A.    Penulisan Al-Qur’an di Zaman Rasulullah
Untuk penulisan Al-Qur’an, Rasulullah saw mengangkat beberapa orang sebagai juru tulis. Tugas mereka, merekam dalam bentuk tulisan, semua wahyu yang diturunkannya kepada Rasulullah saw. Alat-alat yang mereka gunakan masih sangat sederhana, para sahabat menulis ayat Al-Qur’an pada uslub (pelepah kurma), likhaf (batu halus yang berwarna putih), riqa’ (kulit), aktaf (tulang unta), dan aqtab (bantalan dari kayu yang biasa dipasang diatas punggung unta).
Zaid bin Tsabit yaitu salah seorang juru tulis wahyu yang mendapat kepercayaan dari Rasulullah saw, menuturkan pengalamannya dalam riwayat Al-Bukhari sebagai berikut : “Dahulu kami disisi Rasulullah saw menyusun Al-Qur’an dari riqa’ (kulit). Aku mengumpulkannya dari riqa’, aktaf (tulang unta) dan hafalan-hafalan orang.

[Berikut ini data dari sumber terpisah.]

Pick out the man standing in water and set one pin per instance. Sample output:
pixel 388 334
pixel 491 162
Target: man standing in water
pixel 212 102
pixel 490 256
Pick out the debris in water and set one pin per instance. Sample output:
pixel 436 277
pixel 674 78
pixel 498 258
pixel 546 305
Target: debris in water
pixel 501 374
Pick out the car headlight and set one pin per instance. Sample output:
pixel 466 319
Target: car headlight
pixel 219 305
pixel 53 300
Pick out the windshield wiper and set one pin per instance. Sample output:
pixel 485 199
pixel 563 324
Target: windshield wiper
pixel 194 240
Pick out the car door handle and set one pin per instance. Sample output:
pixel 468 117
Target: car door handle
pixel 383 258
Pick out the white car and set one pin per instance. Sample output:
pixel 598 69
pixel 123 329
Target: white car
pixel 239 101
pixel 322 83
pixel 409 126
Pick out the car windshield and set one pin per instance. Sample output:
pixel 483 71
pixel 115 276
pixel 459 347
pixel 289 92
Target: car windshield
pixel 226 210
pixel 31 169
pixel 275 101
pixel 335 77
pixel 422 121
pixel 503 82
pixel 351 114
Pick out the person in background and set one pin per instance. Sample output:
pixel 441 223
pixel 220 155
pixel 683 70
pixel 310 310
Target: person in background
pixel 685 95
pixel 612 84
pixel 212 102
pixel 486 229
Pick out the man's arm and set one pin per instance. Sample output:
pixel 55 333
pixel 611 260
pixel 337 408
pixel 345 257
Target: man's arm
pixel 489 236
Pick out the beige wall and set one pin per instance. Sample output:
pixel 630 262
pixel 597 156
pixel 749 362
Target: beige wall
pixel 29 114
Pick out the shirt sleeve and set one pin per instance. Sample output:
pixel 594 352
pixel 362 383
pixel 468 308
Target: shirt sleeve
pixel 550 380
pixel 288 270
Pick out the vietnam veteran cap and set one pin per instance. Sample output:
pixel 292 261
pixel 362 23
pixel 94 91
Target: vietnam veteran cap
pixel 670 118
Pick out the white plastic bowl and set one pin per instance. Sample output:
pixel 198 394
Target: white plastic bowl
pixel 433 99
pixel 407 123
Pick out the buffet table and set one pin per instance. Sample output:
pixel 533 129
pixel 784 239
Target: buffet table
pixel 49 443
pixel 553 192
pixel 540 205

Untuk menghindari kerancuan akibat bercampur aduknya ayat-ayat Al-Qur’an dengan lainnya, misalnya Hadits Rasulullah saw, maka beliau tidak membenarkan seorang sahabat menulis apa pun selain Al-Qur’an.
Larangan Rasulullah saw untuk tidak menuliskan selain Al-Qur’an ini, oleh Dr. Adnan Muhammad Zurzur dipahami sebagai suatu usaha yang sungguh-sungguh untuk menjamin nilai akurasi Al-Qur’an. Setiap kali turun ayat Al-Qur’an Rasulullah saw memanggil “juru tulis” wahyu, setelah memanggil mereka Rasulullah saw berpesan, agar meletakkan ayat-ayat yang turun itu diSurah yang beliau sebutkan. Menurut Al-Suyuthiy, keseluruhan Al-Qur’an telah ditulis sejak zaman Rasulullah saw, hanya masih belum terhimpun didalam suatu tempat.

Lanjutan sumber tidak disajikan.